Expositor's Bible Commentary (Nicoll)
Exodus 9:1-7
CHAPTER IX.
THE FIFTH PLAGUE.
Our Lord when on earth came not to destroy men's lives. And yet it was necessary, for our highest instruction, that we should not think of Him as revealing a Divinity wholly devoid of sternness. Twice, therefore, a gleam of the fires of justice fell on the eyes which followed Him--through the destruction once of a barren tree, and once of a herd of swine, which property no Jew should have possessed. So now, when half the gloomy round of the plagues was being completed, it was necessary to prove that life itself was staked on this desperate hazard; and this was done first by the very same expedient--the destruction of life which was not human. There is something pathetic, if one thinks of it, in the extent to which domestic animals share our fortunes, and suffer through the brutality or the recklessness of their proprietors. If all men were humane, self-controlled, and (as a natural result) prosperous, what a weight would be uplifted from the lower levels also of created life, all of which groaneth and travaileth in pain together until now! The dumb animal world is partner with humanity, and shares its fate, as each animal is dependent on its individual owner.
We have already seen the whole life of Egypt stricken, but now the lower creatures are to perish, unless Pharaoh will repent. He is once more summoned in the name of "Jehovah, God of the Hebrews," and warned that the hand of Jehovah, even a very grievous murrain (for so the verse appears to say), is "upon thy cattle which is in the field, upon the horses, upon the asses, upon the camels, upon the herds and upon the flocks." Here some particulars need observation. Herds and flocks were everywhere; but horses were a comparatively late introduction into Egypt, where they were as yet chiefly employed for war. Asses, still so familiar to the traveller, were the usual beasts of burden, and were owned in great numbers by the rich, although rash controversialists have pretended that, as being unclean, they were not tolerated in the land.
Camels, it is said, are not to be found on the monuments, but yet they were certainly known and possessed by Egypt, though there were many reasons why they should be held chiefly on the frontiers, and perhaps in connection with the Arabian mines and settlements. Upon all these "in the field" the plague should come.
The murrain still works havoc in the Delta, chiefly at the period, beginning with December, when the floods are down and the cattle are turned out into the pastures, which would this year have been signally unwholesome.

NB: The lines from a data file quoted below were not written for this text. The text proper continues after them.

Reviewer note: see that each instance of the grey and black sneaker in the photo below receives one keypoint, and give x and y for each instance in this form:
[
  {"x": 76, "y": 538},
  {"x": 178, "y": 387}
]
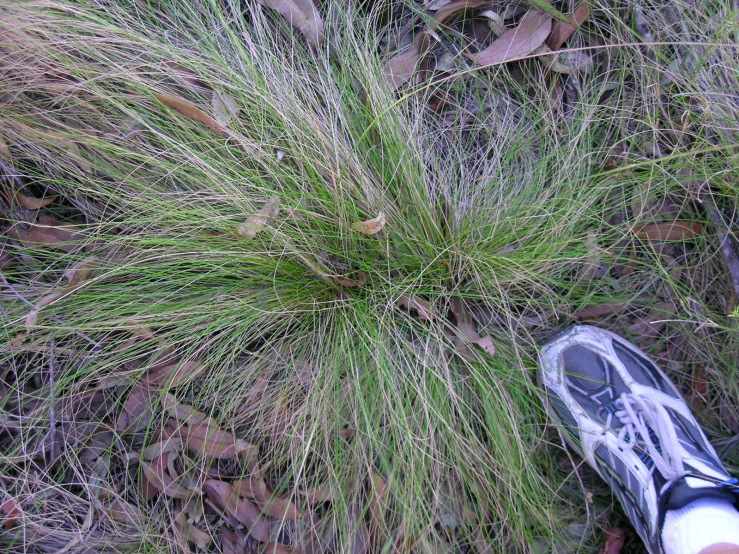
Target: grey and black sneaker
[{"x": 625, "y": 417}]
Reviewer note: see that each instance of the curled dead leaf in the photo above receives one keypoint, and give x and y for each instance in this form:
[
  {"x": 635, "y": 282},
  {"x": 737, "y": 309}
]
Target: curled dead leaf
[
  {"x": 424, "y": 309},
  {"x": 250, "y": 487},
  {"x": 371, "y": 226},
  {"x": 164, "y": 483},
  {"x": 254, "y": 223},
  {"x": 215, "y": 443},
  {"x": 530, "y": 34},
  {"x": 672, "y": 231},
  {"x": 467, "y": 330},
  {"x": 190, "y": 111},
  {"x": 301, "y": 14},
  {"x": 136, "y": 412},
  {"x": 277, "y": 507},
  {"x": 562, "y": 31}
]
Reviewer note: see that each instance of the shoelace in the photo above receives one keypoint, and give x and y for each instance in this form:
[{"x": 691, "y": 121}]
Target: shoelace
[{"x": 641, "y": 417}]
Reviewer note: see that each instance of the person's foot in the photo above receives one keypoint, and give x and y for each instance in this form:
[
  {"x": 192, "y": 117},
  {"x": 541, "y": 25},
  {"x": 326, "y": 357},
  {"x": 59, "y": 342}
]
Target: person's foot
[{"x": 625, "y": 417}]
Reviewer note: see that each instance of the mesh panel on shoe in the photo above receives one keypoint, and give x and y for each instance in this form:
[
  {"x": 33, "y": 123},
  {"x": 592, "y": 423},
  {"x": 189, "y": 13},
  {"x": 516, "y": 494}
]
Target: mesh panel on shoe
[
  {"x": 643, "y": 370},
  {"x": 591, "y": 379}
]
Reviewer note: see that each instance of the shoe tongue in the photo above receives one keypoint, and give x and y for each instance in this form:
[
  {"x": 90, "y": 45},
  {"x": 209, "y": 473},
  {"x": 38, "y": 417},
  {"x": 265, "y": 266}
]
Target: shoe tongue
[{"x": 689, "y": 489}]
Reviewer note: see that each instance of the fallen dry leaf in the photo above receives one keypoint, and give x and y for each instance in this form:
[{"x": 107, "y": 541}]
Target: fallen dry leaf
[
  {"x": 277, "y": 548},
  {"x": 184, "y": 413},
  {"x": 190, "y": 111},
  {"x": 424, "y": 309},
  {"x": 31, "y": 203},
  {"x": 561, "y": 31},
  {"x": 250, "y": 488},
  {"x": 189, "y": 532},
  {"x": 12, "y": 511},
  {"x": 225, "y": 499},
  {"x": 136, "y": 412},
  {"x": 123, "y": 512},
  {"x": 371, "y": 226},
  {"x": 674, "y": 230},
  {"x": 301, "y": 14},
  {"x": 277, "y": 507},
  {"x": 171, "y": 376},
  {"x": 467, "y": 330},
  {"x": 157, "y": 449},
  {"x": 215, "y": 443},
  {"x": 614, "y": 541},
  {"x": 401, "y": 67},
  {"x": 254, "y": 223},
  {"x": 164, "y": 483},
  {"x": 531, "y": 33}
]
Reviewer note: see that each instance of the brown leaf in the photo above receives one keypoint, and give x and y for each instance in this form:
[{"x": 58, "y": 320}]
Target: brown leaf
[
  {"x": 136, "y": 412},
  {"x": 278, "y": 548},
  {"x": 174, "y": 375},
  {"x": 277, "y": 507},
  {"x": 614, "y": 541},
  {"x": 219, "y": 492},
  {"x": 4, "y": 150},
  {"x": 190, "y": 111},
  {"x": 12, "y": 511},
  {"x": 250, "y": 488},
  {"x": 254, "y": 223},
  {"x": 400, "y": 68},
  {"x": 146, "y": 487},
  {"x": 215, "y": 443},
  {"x": 32, "y": 203},
  {"x": 188, "y": 532},
  {"x": 424, "y": 309},
  {"x": 123, "y": 512},
  {"x": 301, "y": 14},
  {"x": 247, "y": 513},
  {"x": 371, "y": 226},
  {"x": 562, "y": 31},
  {"x": 232, "y": 542},
  {"x": 164, "y": 483},
  {"x": 467, "y": 330},
  {"x": 49, "y": 234},
  {"x": 157, "y": 449},
  {"x": 599, "y": 310},
  {"x": 531, "y": 33},
  {"x": 184, "y": 413},
  {"x": 674, "y": 230}
]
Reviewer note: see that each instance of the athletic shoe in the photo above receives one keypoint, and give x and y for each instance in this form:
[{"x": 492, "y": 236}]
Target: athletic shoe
[{"x": 625, "y": 417}]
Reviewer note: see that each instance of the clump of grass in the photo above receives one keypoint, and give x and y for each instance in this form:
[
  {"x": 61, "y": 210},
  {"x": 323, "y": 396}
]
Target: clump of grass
[{"x": 507, "y": 210}]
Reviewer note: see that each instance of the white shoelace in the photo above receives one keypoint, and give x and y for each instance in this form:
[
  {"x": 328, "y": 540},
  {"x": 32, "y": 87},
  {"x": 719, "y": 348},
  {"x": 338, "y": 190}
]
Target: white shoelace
[{"x": 637, "y": 415}]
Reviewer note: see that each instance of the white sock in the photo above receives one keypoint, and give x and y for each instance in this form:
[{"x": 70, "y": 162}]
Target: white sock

It was not, then, the fact of a cattle plague which was miraculous, but its severity, its coming at an appointed time, its assailing beasts of every kind, and its exempting those of Israel. We are told that "all the cattle of Egypt died," and yet that afterwards "the hail... smote both man and beast" (Exodus 9:6, Exodus 9:25). It is an inconsistency very serious in the eyes of people who are too stupid or too uncandid to observe that, just before, the mischief was limited to those cattle which were "in the field" (Exodus 9:3). There were great stalls in suitable places, to give them shelter during the inundations; and all that had not yet been driven out to graze are expressly exempted from the plague.
Much of Pharaoh's own property perished, but he was the last man in the country who would feel personal inconvenience by the loss, and therefore nothing was more natural than that his selfish "heart was heavy, and he did not let the people go." Not even such an effort was needed as in the previous plague, when we read that he made his heart heavy, by a deliberate act.
There was nothing to indicate that he had now reached a crisis--that God Himself in His judgment would henceforth make bold and resolute against crushing adversities the heart which had been obdurate against humanity, against evidence, against honour and plighted faith. Nothing is easier than to step over the frontier between great nations. And in the moral world also the Rubicon is passed, the destiny of a soul is fixed, sometimes without a struggle, unawares.
Instead of spiritual conflict, there was intellectual curiosity. "Pharaoh sent, and behold there was not so much as one of the cattle of the Israelites dead. But the heart of Pharaoh was heavy, and he did not let the people go." This inquiry into a phenomenon which was surprising indeed, but yet quite unable to affect his action, recalls the spiritual condition of Herod, who was conscience-stricken when first he heard of Christ, and said, "It is John whom I beheaded" (Mark 6:16), but afterwards felt merely vulgar curiosity and desire to behold a sign of Him. In the case of Pharaoh it was the next step to judicial infatuation. When Christ confronted Herod, He, Who had explained Himself to Pilate, was absolutely silent. And this warns us not to think that an interest in religious problems is itself of necessity religious. One may understand all mysteries, and yet it may profit him nothing. And many a reprobate soul is controversial, acute, and keenly orthodox.